The implementations has been executed on a mainstream Intel i7 powered system without GPU acceleration and heavy software optimization using the recorded on board data from the real flight experiment. Despite the recorded frame rate being 60 Hz, the processing rate dropped to only about 35 Hz, still qualifying as real time. One reason is the early extraction of the ROI hence reducing the effective image dimension to about 155 by 115 pixel for the processing and therefore reducing the computational load. Furthermore the integrated high resolution color stream has not been part of the processing flow at this stage.

The deployed method to detect and track the operator within the infrared image stream performed well without losses through the whole video sequence (Operator Sequence 1, frames 539 – 1854). The neutral pose could be detected best (true positive rate TPR = 91.8%) followed by the detection of static gestures (TPR = 79.5%). Dynamic gestures could be detected in most cases by a motion analysis with a TPR of 70.5%. Only the recognition of dynamic gestures using a learned HOG detector on the motion images did not work as expected and showed poor detection rates. One reason might have been the very low effective resolution of 30 by 30 pixel of the used motion images for learning of the detector. A scaling and interpolation of the included body part positions might improve the detection rate. A temporal comparison of the performed gestures featuring the ground truth and the detections is shown in Fig. 13.

Fig. 13.
figure 13

Overview of the detection results of the recorded video sequence including the ground truth (GT)

4 Conclusion

This work proposed a method to collect gestural command components for the commanding of airborne UAS. An adaptive command component composition approach has been presented that is capable of distinguishing between different gesture types as well as an exemplary processing flow for the demand-driven information gathering of static 2D gestures.
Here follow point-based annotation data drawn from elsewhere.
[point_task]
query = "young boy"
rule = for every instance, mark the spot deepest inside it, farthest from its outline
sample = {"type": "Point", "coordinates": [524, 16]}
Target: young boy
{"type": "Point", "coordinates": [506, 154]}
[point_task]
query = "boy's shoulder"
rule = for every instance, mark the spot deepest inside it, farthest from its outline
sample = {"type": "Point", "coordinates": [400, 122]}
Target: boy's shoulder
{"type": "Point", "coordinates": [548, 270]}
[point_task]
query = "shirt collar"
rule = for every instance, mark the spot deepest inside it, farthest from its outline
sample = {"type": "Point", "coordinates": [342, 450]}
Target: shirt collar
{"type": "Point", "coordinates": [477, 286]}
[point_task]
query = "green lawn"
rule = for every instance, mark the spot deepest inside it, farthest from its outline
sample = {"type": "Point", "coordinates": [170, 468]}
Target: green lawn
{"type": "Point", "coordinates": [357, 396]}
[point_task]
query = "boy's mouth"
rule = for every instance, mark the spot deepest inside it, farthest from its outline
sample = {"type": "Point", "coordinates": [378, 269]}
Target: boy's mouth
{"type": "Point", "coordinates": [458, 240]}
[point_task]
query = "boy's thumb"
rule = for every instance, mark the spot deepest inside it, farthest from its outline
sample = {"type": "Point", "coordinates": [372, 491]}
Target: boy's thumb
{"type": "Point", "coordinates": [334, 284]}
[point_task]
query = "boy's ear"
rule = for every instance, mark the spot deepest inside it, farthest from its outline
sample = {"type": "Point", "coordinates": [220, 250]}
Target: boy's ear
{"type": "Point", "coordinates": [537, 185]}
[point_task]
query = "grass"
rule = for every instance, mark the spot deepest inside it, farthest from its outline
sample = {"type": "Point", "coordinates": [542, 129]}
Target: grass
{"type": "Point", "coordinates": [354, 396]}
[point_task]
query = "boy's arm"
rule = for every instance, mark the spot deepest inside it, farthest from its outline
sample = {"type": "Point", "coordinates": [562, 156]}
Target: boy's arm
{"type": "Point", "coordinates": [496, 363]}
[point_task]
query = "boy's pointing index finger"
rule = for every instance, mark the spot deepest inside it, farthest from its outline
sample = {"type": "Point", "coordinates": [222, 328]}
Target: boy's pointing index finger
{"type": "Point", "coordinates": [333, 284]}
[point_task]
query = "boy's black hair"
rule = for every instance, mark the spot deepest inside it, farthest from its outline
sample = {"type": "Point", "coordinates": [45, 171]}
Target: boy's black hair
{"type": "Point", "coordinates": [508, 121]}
Lastly the gesture separation part of the proposed method has been evaluated on real life data from an airborne platform with a prototypical implementation. The used multisensory camera system performed well in the infrared domain but showed deficiencies in the depth stream at the given distances. Other sensor systems have to be considers in the next development steps. Future work will gradually implement all proposed concept parts into the system to establish an operational prototype for a complete gesture based UAS tasking.